Jesus answers with one of his most famous parables:
The Good Samaritan
A man was going down from Jerusalem to Jericho, when he was attacked by robbers. They stripped him of his clothes, beat him and went away, leaving him half dead. A priest happened to be going down the same road, and when he saw the man, he passed by on the other side. So too, a Levite, when he came to the place and saw him, passed by on the other side. But a Samaritan, as he traveled, came where the man was; and when he saw him, he took pity on him. He went to him and bandaged his wounds, pouring on oil and wine. Then he put the man on his own donkey, brought him to an inn and took care of him. The next day he took out two denarii and gave them to the innkeeper. “Look after him,” he said, “and when I return, I will reimburse you for any extra expense you may have.”

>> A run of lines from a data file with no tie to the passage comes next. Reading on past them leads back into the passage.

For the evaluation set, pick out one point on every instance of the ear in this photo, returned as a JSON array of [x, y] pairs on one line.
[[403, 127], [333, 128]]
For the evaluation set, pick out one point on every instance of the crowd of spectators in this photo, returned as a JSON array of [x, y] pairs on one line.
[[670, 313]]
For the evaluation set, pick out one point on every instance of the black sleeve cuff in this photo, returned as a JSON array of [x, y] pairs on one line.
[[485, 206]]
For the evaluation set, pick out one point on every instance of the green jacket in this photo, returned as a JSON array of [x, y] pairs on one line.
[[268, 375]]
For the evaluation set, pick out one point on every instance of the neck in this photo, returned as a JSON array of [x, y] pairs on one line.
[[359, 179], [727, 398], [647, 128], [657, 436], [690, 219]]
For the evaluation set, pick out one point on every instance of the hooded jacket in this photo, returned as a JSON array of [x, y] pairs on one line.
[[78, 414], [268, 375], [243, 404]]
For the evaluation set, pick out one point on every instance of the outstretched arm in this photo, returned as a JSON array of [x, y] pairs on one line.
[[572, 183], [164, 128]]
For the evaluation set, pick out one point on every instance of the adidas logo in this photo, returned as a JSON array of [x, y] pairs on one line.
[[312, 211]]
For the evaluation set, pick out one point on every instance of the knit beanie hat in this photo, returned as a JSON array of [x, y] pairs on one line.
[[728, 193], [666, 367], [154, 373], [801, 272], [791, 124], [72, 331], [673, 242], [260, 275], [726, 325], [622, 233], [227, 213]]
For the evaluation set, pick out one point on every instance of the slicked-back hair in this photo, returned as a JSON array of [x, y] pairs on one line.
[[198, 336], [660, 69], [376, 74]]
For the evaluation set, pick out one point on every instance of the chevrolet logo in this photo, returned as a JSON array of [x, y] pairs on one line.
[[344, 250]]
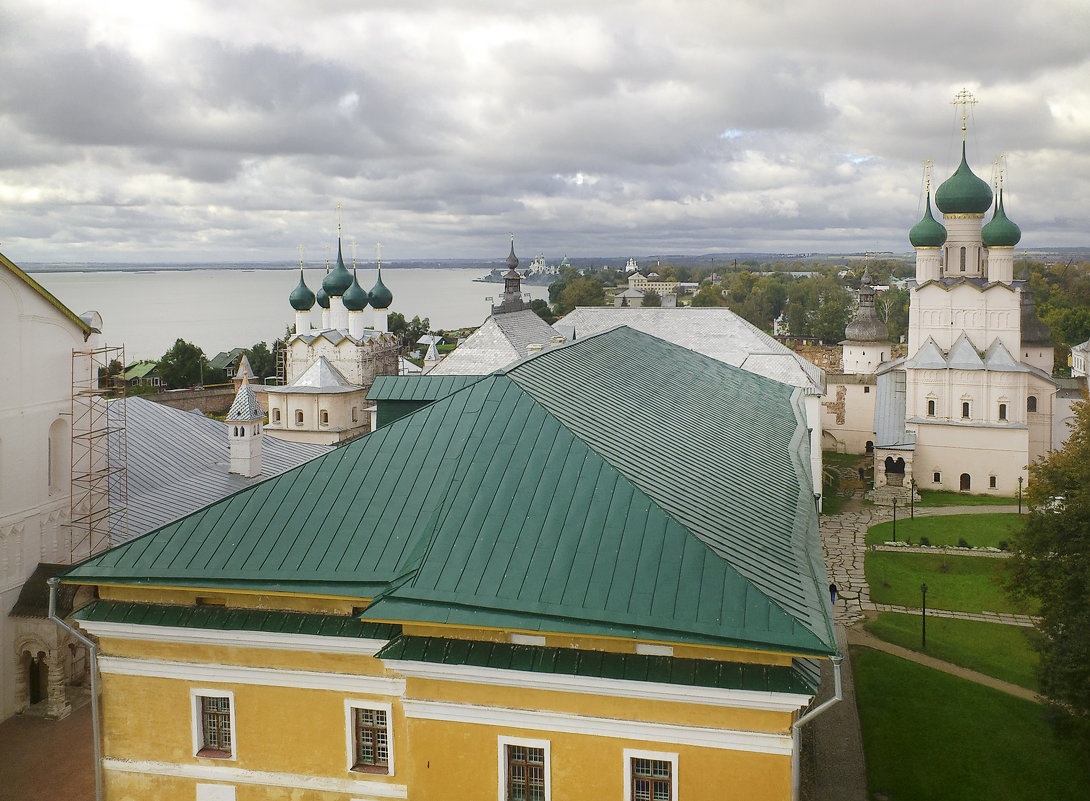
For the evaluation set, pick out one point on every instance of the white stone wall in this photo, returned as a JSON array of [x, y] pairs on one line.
[[35, 399]]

Then Jesus asked, “Which of these three do you think was a neighbor to the man who fell into the hands of robbers?” (Luke 10:30-36)
Behavior Trumps Identity
It’s interesting that Jesus uses a Samaritan as the hero in his story. Jews and Samaritans hated each other—The Jews saw themselves as pure descendants of Abraham, whereas the Samaritans were a mixed race produced when Jews had intermarried with other groups after Israel’s exile. Based on identity alone, Jesus’ audience would have expected the priest or the Levite to do the right thing. Yet they pass the wounded man and walk right on by him. The Samaritan, in contrast, actually loves the wounded man with his actions.
You might have a great heritage or background in the faith. You might have come from a long line of church-goers. Your pedigree might be excellent. But none of that matters to Jesus. What matters is love being expressed through your actions and behaviors. That is what counts.